Een opdracht is een soort bankbiljet of waardepapieren. De term heeft verschillende betekenissen tegelijk. Bankbiljetten noemden het eerste geld in tsaristisch Rusland en de bankbiljetten van de Franse revolutie.
Bankbiljetten in de vorm van effecten
Een opdracht is een bestelling of contract. Door het werkingsmechanisme - wissels. Volgens het contract zijn er drie partijen bij de transactie. De eerste (toeëigenaar) gaat via de derde persoon (toepasselijk) over naar de tweede persoon (toeëigenaar), belangrijke papieren of andere waarden. Meestal werden dergelijke bestellingen gebruikt als betaalmiddel in buitenlandse handel.
In Frankrijk, Portugal, België en enkele andere landen waar bankbiljetten in omloop waren, werden deze gelijkgesteld met een wissel. In Duitsland was het een schriftelijke handeling, waarin stond:
- betalingstijd;
- het bedrag;
- datum en plaats van afgifte;
- de namen van alle drie de partijen bij de transactie.
Bankbiljetten van het Russische rijk
Een opdracht is het eerste geld van het Russische rijk dat op papier werd gedrukt. Monetaire eenheden bestonden van 1769 tot 1849. Toen bankbiljetten verschenen, was dit het begin van veranderingen in het conservatieve monetaire systeem van tsaristisch Rusland. Papieren bankbiljetten werden een soort basis voor latere hervormingen. Ze begonnen precies dankzij het verschijnen van bankbiljetten. En het speelde een grote rol bij het benaderen van Europa in monetaire termen.
De opkomst van Russische bankbiljetten
Wanneer verschenen de bankbiljetten in Rusland? Het idee om los te laten papiergeld ontstond zelfs onder Elizabeth Petrovna, die regeerde van 1709 tot 1761. Maar het voorstel werd verworpen door de Senaat. Toen beklom Peter III de troon en gaf in 1762 een decreet uit over de introductie van bankbiljetten in omloop. Maar hun vrijlating vond niet plaats. Peter III werd gedood en Catherine II klom op de troon.
Bankbiljetten waren een tijdje vergeten. Maar de macht werd zwaar besteed aan militaire behoeften. En in de schatkamer begon een tekort aan zilver te worden gevoeld. En met koperen munten, waarvan er heel veel waren, maar met minimale verdiensten, was het lastig om grote betalingen te doen.
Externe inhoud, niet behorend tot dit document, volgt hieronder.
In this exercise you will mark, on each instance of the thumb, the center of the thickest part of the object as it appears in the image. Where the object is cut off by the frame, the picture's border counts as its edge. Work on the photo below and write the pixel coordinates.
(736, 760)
Daarom werden rekeningen geïntroduceerd om metaalgeld uit circulatie te nemen. Hun denominatie was aangegeven in roebels.
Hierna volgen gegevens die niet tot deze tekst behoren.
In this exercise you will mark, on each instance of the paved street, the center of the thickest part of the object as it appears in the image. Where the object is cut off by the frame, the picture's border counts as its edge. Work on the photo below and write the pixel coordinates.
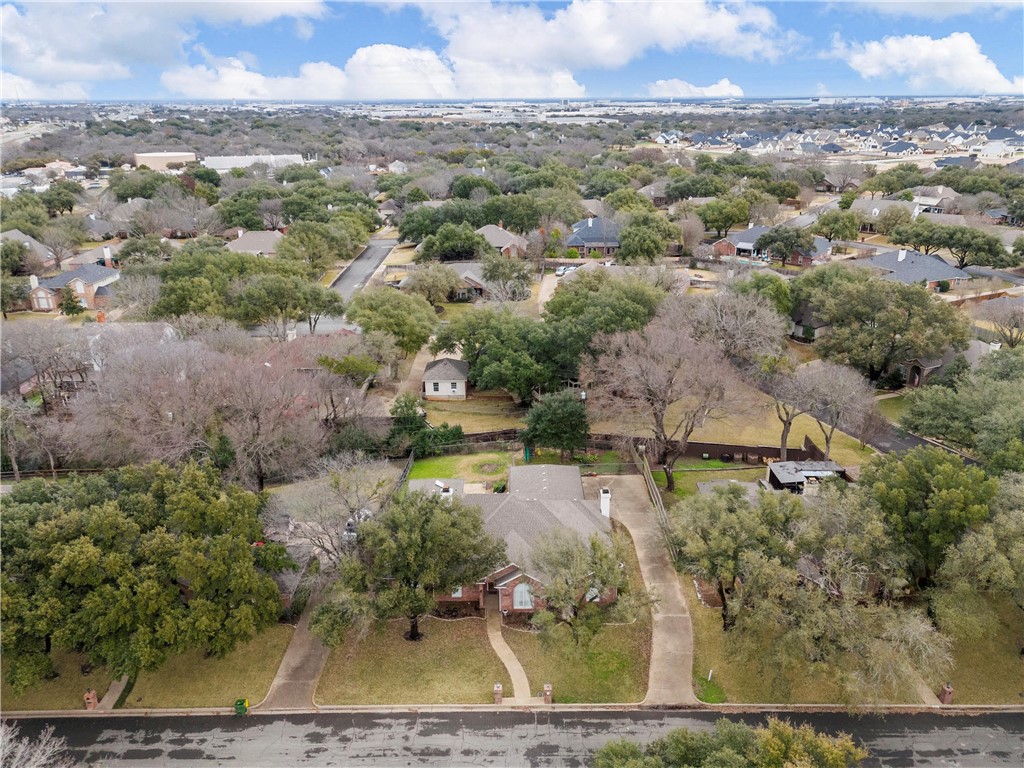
(359, 271)
(496, 738)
De rekening is het eerste papiergeld in tsaristisch Rusland. Ze begonnen te worden geproduceerd in 1769 bij decreet van Catharina II. En ze gingen in omloop met zilver, goud en andere waardevolle metalen. Munten werden ingewisseld voor bankbiljetten in alle volumes en op aanvraag. Aantekeningen op papier waren aan koper gebonden. Twee banken werden gecreëerd voor uitwisseling: in Moskou en St. Petersburg.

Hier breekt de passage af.